The Europeans also created the Fence or Deckle which keeps paper within bonds. The earliest European paper was called cloth parchment but often contained wood and straw as well. All these raw materials were beaten to a fine pulp and mixed with water. Sheets of paper were pressed out, dried and hardened.

 

The medieval paper was made of the diluted cotton linen fiber. The fibers were intermixed with water and then with the use of a sieve-like screen the fibers were lifted from the water leaving a sheet of matted fiber on the screen. This was paper. There were several manuscripts found written in European countries written on Oriental paper made in the Oriental fashion at that time.

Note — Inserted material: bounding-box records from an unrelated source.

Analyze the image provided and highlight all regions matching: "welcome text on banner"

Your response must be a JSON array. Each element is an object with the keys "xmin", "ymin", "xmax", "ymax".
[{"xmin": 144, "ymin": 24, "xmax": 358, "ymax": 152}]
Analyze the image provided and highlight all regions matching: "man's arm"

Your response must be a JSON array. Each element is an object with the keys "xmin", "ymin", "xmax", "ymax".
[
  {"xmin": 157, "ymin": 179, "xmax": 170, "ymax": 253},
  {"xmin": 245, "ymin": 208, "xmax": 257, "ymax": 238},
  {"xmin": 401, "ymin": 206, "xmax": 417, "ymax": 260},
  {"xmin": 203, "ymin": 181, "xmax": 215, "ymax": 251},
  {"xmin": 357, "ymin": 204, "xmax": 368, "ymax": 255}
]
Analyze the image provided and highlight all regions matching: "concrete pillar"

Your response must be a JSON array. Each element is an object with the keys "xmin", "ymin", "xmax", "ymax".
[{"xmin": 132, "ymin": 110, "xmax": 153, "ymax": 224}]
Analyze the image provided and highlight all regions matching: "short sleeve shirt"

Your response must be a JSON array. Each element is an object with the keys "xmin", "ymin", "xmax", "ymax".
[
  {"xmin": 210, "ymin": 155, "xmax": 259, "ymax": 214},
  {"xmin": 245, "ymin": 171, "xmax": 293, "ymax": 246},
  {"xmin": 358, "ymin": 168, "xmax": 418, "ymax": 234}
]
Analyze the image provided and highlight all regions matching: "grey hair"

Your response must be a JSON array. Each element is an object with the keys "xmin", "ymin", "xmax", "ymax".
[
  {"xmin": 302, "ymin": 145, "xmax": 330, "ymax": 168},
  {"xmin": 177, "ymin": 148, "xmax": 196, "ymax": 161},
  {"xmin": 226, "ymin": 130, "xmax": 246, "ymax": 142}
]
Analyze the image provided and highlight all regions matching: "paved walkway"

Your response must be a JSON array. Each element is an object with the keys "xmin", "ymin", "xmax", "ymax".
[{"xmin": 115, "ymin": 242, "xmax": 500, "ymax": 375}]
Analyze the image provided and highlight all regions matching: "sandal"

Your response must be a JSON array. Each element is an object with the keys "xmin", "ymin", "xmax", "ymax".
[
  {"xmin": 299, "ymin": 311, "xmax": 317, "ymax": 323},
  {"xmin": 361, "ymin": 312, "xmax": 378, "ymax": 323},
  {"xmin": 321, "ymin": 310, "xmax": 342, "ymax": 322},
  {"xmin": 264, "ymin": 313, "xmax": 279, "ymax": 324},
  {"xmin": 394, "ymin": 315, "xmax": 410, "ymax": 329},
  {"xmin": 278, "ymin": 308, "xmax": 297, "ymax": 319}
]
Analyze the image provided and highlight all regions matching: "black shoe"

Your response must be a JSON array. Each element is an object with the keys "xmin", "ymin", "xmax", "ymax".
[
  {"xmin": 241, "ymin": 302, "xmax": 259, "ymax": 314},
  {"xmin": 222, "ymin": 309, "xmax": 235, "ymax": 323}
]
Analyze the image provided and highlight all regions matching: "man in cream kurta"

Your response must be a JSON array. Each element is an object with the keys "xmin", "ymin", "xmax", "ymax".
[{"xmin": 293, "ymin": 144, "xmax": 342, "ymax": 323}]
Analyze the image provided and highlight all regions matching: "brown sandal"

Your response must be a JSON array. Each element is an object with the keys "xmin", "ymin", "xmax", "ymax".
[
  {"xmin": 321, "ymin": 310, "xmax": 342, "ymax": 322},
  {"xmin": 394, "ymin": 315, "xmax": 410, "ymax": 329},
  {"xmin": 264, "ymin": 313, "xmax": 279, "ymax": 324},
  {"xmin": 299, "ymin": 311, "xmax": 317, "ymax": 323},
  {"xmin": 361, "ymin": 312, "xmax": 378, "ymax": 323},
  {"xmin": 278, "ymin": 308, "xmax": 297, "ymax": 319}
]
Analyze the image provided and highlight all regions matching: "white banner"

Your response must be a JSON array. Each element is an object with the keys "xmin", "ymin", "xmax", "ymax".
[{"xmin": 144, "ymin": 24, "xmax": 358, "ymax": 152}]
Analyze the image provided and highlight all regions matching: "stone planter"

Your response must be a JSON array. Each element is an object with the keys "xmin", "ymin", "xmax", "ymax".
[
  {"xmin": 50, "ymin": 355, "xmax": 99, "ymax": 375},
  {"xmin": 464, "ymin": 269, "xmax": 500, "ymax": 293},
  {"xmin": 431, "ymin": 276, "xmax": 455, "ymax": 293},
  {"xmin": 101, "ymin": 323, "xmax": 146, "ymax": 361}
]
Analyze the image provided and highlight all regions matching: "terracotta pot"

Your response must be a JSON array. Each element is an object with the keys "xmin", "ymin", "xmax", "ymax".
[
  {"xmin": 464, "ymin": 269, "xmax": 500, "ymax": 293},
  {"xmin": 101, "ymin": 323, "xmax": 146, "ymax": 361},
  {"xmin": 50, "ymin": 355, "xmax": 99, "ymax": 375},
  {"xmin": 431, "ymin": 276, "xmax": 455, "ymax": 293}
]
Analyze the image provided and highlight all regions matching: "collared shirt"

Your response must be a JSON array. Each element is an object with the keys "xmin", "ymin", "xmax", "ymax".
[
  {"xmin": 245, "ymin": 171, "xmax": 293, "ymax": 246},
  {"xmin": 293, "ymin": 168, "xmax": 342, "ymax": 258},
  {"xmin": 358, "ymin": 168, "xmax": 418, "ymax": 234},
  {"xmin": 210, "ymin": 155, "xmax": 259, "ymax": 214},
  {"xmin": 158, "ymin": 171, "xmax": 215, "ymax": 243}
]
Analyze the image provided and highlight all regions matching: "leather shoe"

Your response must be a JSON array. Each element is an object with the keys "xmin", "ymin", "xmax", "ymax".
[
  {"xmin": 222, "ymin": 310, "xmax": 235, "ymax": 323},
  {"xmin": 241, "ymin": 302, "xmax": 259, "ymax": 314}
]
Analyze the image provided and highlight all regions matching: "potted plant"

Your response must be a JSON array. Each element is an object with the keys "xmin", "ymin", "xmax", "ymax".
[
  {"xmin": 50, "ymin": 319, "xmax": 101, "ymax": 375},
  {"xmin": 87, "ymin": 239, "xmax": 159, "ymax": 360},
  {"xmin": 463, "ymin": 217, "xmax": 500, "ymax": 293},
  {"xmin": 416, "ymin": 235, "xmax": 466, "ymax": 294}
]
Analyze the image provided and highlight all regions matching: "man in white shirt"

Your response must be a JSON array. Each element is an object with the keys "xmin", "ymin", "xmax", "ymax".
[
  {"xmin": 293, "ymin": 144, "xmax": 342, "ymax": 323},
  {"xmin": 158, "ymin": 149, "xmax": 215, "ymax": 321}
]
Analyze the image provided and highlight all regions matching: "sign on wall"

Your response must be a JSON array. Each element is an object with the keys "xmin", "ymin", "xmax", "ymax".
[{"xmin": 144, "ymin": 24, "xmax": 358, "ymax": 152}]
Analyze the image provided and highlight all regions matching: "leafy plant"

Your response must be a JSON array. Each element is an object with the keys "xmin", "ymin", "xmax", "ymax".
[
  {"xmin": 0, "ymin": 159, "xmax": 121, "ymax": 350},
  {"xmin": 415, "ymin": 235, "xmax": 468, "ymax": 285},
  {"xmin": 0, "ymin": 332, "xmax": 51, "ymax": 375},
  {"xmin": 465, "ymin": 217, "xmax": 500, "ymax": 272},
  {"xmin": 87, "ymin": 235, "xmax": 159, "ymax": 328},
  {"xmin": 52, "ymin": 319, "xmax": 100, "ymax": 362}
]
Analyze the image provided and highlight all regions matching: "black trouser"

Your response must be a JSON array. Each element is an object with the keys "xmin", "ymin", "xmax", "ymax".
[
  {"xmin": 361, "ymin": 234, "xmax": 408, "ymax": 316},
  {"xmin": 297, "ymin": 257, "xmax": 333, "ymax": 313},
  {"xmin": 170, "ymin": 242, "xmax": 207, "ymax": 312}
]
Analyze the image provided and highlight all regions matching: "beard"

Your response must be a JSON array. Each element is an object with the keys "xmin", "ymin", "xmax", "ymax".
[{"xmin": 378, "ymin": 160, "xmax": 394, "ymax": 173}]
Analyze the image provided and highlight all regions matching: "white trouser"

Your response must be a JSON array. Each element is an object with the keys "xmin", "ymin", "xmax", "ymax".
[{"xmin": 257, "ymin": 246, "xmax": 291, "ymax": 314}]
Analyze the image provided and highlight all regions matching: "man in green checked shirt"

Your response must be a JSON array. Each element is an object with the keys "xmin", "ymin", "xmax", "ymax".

The first mention of rag-paper as such was in the Tract of Peter by the Abbot of Cluny dated 1122 to 1150 AD. The oldest recorded document on paper is a deed of King Roger in Sicily dating 1102, and there are others of Sicilian Kings in the 12th Century.

In Italy, the first great center of the paper-making industry was Fabriano in the marquisate of Ancona. Mills were established in 1276 and rose to importance with the decline of the manufacture in Spain. Fabriano was the first manufacturing center to harness water power to drive the fibrillation (pulping) process, previously a labor-intensive manual activity. Papermaking in Italy is dominated by the historic and powerful feudal family, Fabriano.

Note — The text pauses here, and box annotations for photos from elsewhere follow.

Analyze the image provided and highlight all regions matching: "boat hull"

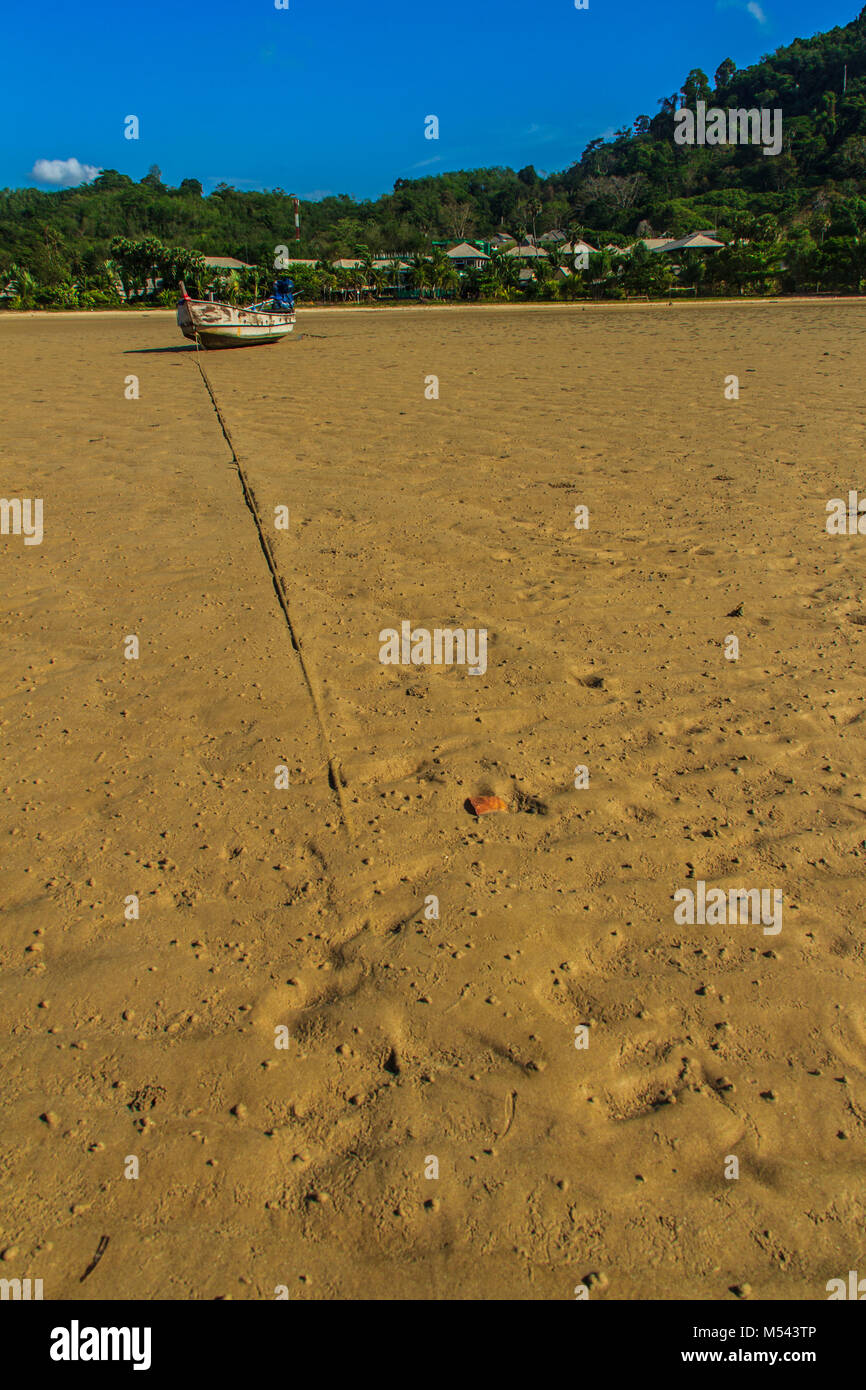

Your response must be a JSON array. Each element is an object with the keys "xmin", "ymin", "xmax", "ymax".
[{"xmin": 178, "ymin": 291, "xmax": 295, "ymax": 348}]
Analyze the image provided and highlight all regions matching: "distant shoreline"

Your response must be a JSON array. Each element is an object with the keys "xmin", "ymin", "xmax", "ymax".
[{"xmin": 0, "ymin": 295, "xmax": 866, "ymax": 324}]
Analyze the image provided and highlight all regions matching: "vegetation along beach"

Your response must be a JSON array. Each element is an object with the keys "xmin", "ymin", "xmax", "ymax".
[{"xmin": 0, "ymin": 0, "xmax": 866, "ymax": 1345}]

The Council Statute of 1436 prohibited anyone within a radius of 50 miles from Fabriano buildings from manufacturing paper or teaching paper making secrets to those not residing in that radius.

 

A later prohibition has even stiffer penalties. Transgressors were considered “rebels” and thereby banned from the city with consequent capital confiscation. The extent of the power of the local tribunal’s protection of the Fabriano papermakers is highlighted in a 1445 document. Council priors are concerned that if Maestro Piero di Stefano, the only artisan who practiced the “modular” art in the Marche province died his craft would die with him.

The Council demanded the old maestro to teach the craft to his son or an apprentice in his workshop and not to construct or repair screens used outside the district of Fabriano, or he would be penalized with a fine of 100 ducats. G within the Council territory, pending a fine of 50 ducats.

It was through the advent of printing that paper became popularized in Europe in the 15th Century. The first representation of the printing process is the 1568 wood print, Der Paper, by Jost Amman in the Little Book of trades.

 

The paper remained inexpensive through the centuries at least up through the 19th Century. It was the 19th century that brought great advances in papermaking. Together with the invention of the practical fountain pen and the mass-produced pencil of the same period and in conjunction with the advent of the steam-driven rotary printing press, wood-based paper caused a major transformation of the 19th-century economy and society in industrialized countries.

With the introduction of cheaper paper, schoolbooks, fiction, non-fiction, and newspapers became gradually available by 1900. The cheap wood-based paper also meant that keeping personal diaries or writing letters became possible and so, by 1850, the clerk, or writer, ceased to be a high-status job.